After eight years of socialist government, the centre-right Democratic Alliance coalition won the snap general election held on 10 March. This shift in the political landscape, where no party now has an absolute majority in Portugal’s Parliament, could be a source of instability in the country. Nevertheless, the sweeping consolidation of public finances during António Costa’s term, as well as sound macroeconomic fundamentals, give the future government considerable economic and fiscal leeway. Portuguese growth is expected to remain well above Eurozone growth in 2024 (standing at 1.2%, according to the European Commission, compared to 0.7% for the Eurozone).
A shift in the political landscape is creating instability
The surprise resignation last November of Portuguese Prime Minister António Costa, due to a corruption and influence-peddling scandal within his inner circle, forced the President of the Republic to dissolve Portugal’s Parliament and call a snap general election, which took place on 10 March 2024.
After eight years of socialist government, the centre-right Democratic Alliance (DA) party won the highest number of seats in the Portuguese Parliament (80 out of a total of 230), and its leader, Luís Montenegro, became Prime Minister. The Socialist Party (SP) came second, with 78 seats. Finally, the far-right Chega party became the country’s third-largest political force. Having made an astonishing breakthrough by increasing its number of parliamentary seats from 12 to 50 in two years, it is seen as the big winner of this election.
However, with these results, Luís Montenegro cannot form an absolute-majority government in Parliament. As there is seemingly no alliance between the DA and Chega, or the DA and the SP, in the pipeline, the DA will most likely rule as a minority government, with opposition parties rejecting its future bills and voting down its proposed budgets, as is currently happening in Spain.
However, this is not the first time in the history of Portuguese democracy that there has been a minority government[1]; therefore, the SP and DA are used to cooperating if a government does not have an absolute majority. Even though the SP leader insisted that his party would vote down the proposed budget in the autumn, in the current circumstances, both parties seemingly have an additional interest in cooperating, as they both would want to avoid another snap general election, which could give Chega another opportunity to increase its number of seats.

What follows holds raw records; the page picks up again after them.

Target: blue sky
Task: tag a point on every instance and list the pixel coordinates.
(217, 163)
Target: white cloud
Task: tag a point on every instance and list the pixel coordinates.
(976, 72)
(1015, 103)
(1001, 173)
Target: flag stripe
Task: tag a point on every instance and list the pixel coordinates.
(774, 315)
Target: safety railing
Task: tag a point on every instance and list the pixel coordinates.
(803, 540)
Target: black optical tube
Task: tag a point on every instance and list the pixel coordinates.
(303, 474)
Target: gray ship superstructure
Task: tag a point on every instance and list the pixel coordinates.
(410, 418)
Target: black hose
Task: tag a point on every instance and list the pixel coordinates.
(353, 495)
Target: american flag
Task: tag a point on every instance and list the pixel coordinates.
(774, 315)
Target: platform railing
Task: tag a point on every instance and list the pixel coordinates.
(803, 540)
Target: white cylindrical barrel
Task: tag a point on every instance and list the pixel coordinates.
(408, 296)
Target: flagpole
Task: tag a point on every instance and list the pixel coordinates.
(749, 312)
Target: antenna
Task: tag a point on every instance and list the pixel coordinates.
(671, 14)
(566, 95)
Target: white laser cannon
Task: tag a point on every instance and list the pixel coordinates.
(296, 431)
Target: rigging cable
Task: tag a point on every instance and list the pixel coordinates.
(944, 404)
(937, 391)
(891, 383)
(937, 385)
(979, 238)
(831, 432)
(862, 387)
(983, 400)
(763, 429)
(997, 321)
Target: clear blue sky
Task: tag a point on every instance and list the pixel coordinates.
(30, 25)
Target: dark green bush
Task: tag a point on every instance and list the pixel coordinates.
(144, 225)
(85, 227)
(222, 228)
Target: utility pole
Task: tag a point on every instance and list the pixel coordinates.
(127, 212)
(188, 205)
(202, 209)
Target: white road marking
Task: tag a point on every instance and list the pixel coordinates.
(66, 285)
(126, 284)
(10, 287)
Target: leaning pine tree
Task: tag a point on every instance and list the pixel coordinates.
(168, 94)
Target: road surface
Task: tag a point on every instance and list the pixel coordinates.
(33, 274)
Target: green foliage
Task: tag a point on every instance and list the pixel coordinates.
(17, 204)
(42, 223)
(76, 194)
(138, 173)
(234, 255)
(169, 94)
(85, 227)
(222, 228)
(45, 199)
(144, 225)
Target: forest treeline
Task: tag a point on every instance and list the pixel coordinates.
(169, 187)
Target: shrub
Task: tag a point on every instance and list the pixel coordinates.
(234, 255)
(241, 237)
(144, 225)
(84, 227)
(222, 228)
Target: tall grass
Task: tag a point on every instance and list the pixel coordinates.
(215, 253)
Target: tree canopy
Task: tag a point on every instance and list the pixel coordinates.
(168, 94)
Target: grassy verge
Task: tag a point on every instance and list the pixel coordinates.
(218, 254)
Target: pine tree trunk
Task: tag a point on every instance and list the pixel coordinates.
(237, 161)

Sound macroeconomic fundamentals
However, this shift in the political landscape is occurring at a time when Portugal’s macroeconomic fundamentals are sound, which should reduce the potential risks resulting from a new party taking power and the minority government set-up.
Portugal’s annual average growth rate for 2023 was 2.3%, which is similar to Spain’s (2.5%) and well above the Eurozone’s (0.5%). It is expected to remain high in 2024 (standing at 1.2%, according to the European Commission), driven mainly by the strong performances in terms of household consumption and exports.
Over 2023 as a whole, inflation (harmonised measurement) slowed by 2.8 percentage points (from an annual average of 8.1% in 2022 to 5.3% in 2023) and looks to have stood at 2.6% y/y in March, according to the preliminary estimate from the Portuguese National Institute for Statistics. This drop in inflation, which will continue in 2024, combined with strong wage growth (+5.5% y/y in Q4 2023, according to Eurostat), should continue to boost household purchasing power. The strong labour market performance is also good news for household consumption.
Although the unemployment rate has been relatively stable over the past five years (6.5% in January 2024), the employment rate (15-74-year-olds) reached an all-time high in Q3 2023, standing at 63.9%, almost three percentage points above the Eurozone average.
Tourism should also continue to bolster exports. After the record tourism figures seen in 2023, with more than 18 million foreign tourists (+19% compared to 2022 and +11% compared to 2019), activity continued apace at the start of the year, with the number of foreign visitors hitting 964,700 in February (+10.4% y/y).
The broader roll-out of the EU’s Recovery and Resilience Facility, from which Portugal is expected to receive EUR 16.3 billion in subsidies and EUR 5.9 billion in loans between 2021 and 2026, will sustain investment in 2024 and beyond. However, Portugal’s political instability could affect future disbursements by Brussels, delaying the timeframes for investments and reforms associated with the country’s recovery plan.
Largely healthy public finances in 2023
Throughout his term, the government of António Costa committed to restoring fiscal discipline. Recently, strong nominal growth in economic activity and rising tax revenues (+9% y/y in 2023) have helped public finances to improve. With a budget surplus of 1.2% of GDP this year, Portugal is enjoying its highest positive balance in its fifty years of democracy. Better still, the primary balance (excluding interest on debt) rose from a deficit of 8.5% of GDP in 2010 to a surplus of more than 3% in 2023, and the debt-to-GDP ratio fell below 100% in Q4 2023 (98.7%).
As a result, although the change of government may create uncertainty as to whether the pursuit of budgetary discipline started by the SP will continue, the country has some room for manoeuvre, with the 2024 budget still projecting a surplus of 0.2% of GDP for 2024.